Contemporary Circumscription Compared with A Utah Flora 4th ed.
Bio430
Boraginaceae
Around the turn of the century (2000), Boraginaceae was expanded to include several closely related families, including Hydrophyllaceae. However, specialists that work on these groups proposed in 2016 an alternative classification that recognizes eleven families, based on an effort to preserve the stability of names, recognize monophyletic groups, and define families that are recognizable by unique morphological apomorphies.

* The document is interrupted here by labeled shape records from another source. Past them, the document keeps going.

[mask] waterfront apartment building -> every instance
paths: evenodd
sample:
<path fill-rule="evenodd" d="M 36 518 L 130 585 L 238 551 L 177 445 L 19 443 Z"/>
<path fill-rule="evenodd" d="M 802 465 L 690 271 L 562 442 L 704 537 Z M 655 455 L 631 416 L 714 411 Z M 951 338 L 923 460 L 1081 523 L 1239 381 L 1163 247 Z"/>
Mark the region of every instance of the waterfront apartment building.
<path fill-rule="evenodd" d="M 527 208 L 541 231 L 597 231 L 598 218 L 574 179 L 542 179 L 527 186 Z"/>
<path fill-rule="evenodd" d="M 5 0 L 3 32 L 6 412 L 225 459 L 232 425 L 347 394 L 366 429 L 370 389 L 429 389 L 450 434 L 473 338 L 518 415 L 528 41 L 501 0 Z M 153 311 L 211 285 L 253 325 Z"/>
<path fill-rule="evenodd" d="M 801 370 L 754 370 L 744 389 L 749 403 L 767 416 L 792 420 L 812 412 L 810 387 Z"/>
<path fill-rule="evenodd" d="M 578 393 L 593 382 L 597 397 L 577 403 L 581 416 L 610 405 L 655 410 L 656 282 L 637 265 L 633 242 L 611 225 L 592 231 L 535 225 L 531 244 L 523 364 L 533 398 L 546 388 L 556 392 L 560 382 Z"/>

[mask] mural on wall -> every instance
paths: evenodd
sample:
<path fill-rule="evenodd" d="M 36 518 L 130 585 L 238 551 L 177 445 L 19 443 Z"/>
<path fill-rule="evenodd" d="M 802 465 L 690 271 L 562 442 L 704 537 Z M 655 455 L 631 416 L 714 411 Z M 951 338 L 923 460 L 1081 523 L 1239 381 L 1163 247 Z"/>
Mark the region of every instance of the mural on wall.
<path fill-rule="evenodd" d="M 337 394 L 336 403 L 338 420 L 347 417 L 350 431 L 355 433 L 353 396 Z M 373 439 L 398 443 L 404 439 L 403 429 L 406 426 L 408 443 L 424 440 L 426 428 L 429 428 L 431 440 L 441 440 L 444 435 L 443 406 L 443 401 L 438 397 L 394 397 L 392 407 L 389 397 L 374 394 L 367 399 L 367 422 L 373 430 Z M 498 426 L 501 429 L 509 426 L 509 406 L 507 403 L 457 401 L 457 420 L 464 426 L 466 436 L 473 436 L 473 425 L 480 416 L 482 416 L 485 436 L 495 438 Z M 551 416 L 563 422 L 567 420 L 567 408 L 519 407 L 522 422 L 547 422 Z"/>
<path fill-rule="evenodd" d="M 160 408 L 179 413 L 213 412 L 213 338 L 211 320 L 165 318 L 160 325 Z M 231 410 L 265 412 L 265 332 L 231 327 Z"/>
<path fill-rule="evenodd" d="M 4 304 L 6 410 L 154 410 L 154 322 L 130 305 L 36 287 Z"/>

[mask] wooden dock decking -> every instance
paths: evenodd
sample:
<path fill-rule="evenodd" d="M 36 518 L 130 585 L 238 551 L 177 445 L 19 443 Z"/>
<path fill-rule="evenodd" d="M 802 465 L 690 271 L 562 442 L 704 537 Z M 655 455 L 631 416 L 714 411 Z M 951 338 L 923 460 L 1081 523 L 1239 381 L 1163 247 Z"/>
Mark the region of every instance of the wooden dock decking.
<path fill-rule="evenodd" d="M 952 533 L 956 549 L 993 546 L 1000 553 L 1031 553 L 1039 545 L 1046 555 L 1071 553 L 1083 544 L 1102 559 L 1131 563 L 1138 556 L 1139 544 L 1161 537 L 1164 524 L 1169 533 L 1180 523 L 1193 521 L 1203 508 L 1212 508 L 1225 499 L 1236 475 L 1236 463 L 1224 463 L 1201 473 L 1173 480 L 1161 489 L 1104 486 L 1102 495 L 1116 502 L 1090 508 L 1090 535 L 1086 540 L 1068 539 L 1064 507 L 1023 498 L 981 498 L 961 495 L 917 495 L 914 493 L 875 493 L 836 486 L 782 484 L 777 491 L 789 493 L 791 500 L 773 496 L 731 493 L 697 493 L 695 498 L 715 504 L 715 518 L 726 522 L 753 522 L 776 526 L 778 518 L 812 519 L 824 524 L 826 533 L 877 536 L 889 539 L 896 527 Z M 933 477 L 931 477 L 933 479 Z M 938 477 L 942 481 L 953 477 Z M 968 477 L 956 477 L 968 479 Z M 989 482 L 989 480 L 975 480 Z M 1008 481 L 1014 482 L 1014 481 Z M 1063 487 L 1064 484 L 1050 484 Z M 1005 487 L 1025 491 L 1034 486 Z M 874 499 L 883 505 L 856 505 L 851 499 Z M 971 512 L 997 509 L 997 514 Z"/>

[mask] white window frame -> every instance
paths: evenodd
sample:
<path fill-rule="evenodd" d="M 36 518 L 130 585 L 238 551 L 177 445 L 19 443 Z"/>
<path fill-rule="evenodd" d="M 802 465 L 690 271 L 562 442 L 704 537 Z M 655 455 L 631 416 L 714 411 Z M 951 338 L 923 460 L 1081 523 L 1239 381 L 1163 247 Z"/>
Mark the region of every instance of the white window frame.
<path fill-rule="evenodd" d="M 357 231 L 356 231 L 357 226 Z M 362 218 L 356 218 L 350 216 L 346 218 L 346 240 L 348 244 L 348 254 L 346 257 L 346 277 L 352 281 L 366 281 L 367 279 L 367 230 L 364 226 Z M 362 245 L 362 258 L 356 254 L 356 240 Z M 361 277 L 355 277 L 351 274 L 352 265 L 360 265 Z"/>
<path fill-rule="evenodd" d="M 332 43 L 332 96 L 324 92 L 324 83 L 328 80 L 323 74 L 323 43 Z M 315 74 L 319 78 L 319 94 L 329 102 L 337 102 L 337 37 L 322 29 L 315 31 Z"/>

In this 2016 classification, Boraginaceae is well defined based on the development of its fruit, with just a few traditional genera removed to other families, and the closely related Hydrophyllaceae has been split into two families rather than merged with Boraginaceae. Boraginaceae in the strict sense has 4 nutlets while Hydrophyllaceae has capsules for fruits. See Taxon 65: 502–522 for details
Key Features
Scorpoid cymes and alternate, estipulate leaves. Boraginaceae are bristly plants, their flowers have fornices, their fruit is four lobed nutlets arising from a 4 lobed ovary with gynobasic style, and their stamens are included in the corolla tube. The Hydrophyllids tend to be glandular instead of bristly, have spherical capsules, lack fornices, and generally have exserted stamens. The genus Heliotropium pictured below is now placed with 3 other genera in Heliotropiaceae; their style is attached apically instead of gynobasically.